The lower limit of the film rate of the seamless soft capsule may be set to, for example, 3%, 4%, 8%, 12%, or 16%. The upper limit of the film rate may be set to, for example, 50%, 40%, 30%, 20%, 18%, 16%, 14%, or 12%. The lower limit and the upper limit of the film rate may be suitably combined to define a numerical range. For example, the film rate may be set to 3 to 50%, 3 to 40%, 3 to 30%, 3 to 20%, 3 to 18%, 3 to 16%, 3 to 14%, 3 to 12%, 4 to 50%, 4 to 40%, 4 to 30%, 4 to 20%, 4 to 18%, 4 to 16%, 4 to 14%, 4 to 12%, 8 to 50%, 8 to 40%, 8 to 30%, 8 to 20%, 8 to 18%, 8 to 16%, 8 to 143, 8 to 12%, 12 to 50%, 12 to 40%, 12 to 30%, 12 to 20%, 12 to 18%, 12 to 16%, 12 to 14%, 16 to 50%, 16 to 40%, 16 to 30%, 16 to 20%, or 16 to 18%. In the present specification, the “film rate” refers to the ratio of the mass of the capsule film to the mass of the seamless soft capsule. The method for measuring the film rate is as described in the Examples.

The inner space of the seamless soft capsule formed by the capsule film of the seamless soft capsule is preferably completely filled with the capsule content. In the present specification, the phrase “completely filled” means that the capsule content is inserted so that there is no gap (no gas exists) between the inner surface of the capsule film and the capsule content.

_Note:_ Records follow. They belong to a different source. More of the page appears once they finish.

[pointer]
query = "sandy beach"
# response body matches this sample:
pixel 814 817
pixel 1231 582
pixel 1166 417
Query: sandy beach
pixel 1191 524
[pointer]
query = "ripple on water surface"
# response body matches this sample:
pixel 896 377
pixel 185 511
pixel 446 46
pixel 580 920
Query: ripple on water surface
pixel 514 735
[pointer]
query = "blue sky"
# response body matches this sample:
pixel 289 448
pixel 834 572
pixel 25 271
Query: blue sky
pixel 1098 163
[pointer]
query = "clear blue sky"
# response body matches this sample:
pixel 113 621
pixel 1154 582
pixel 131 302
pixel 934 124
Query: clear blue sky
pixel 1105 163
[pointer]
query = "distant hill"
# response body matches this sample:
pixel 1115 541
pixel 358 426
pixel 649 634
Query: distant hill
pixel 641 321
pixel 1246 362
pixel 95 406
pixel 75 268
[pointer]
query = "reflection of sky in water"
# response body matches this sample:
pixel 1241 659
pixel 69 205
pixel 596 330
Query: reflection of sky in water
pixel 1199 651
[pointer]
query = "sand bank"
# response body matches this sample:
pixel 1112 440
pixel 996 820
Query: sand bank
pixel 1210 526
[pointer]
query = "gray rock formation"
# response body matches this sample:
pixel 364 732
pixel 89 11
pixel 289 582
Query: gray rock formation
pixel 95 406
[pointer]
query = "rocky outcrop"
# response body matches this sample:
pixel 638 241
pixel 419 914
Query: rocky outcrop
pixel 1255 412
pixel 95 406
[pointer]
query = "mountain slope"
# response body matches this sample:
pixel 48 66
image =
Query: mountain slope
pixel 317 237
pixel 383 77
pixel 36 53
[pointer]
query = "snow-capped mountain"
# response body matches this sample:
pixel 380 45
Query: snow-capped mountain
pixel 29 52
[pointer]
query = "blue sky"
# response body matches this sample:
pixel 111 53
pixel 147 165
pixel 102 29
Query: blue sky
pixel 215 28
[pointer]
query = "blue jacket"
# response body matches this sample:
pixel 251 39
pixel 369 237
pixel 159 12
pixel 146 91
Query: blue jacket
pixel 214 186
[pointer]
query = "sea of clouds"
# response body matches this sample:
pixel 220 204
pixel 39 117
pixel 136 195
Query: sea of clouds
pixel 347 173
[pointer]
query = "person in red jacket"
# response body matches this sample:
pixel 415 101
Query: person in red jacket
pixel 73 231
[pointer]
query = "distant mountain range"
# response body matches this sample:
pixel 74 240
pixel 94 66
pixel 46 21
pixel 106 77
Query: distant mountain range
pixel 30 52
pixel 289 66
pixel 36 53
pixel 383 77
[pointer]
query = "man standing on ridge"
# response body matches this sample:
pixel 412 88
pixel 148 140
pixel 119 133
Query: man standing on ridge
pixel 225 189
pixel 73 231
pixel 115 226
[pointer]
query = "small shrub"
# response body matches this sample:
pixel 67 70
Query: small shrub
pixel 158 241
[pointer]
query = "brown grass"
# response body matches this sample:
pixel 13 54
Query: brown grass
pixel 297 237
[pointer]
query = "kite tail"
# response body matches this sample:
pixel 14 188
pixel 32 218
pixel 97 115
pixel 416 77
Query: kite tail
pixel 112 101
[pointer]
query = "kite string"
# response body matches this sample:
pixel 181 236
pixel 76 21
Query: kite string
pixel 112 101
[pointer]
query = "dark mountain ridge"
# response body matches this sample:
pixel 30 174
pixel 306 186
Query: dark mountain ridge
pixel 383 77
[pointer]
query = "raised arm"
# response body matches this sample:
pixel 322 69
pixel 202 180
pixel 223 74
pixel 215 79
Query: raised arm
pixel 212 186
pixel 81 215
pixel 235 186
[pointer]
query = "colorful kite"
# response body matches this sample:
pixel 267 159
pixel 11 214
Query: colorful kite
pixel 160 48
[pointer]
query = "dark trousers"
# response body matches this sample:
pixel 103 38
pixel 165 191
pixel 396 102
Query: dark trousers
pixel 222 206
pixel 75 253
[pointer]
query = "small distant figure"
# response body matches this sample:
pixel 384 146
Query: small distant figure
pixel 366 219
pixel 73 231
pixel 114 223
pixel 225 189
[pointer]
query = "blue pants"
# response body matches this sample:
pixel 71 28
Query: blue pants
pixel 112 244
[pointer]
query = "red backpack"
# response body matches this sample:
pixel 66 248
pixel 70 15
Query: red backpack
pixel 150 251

When the seamless soft capsule is exposed to light with a total illuminance of 1.2 million lux·hr, the residual rate of CBD is preferably 80% or more, more preferably 90% or more, even more preferably 95% or more, and particularly preferably 98% or more. The conditions of light irradiation are as described in the Examples.

The seamless soft capsule may be configured to be suitable for sublingual administration. Sublingual administration improves the intake efficiency of CBD because of its superior bioavailability.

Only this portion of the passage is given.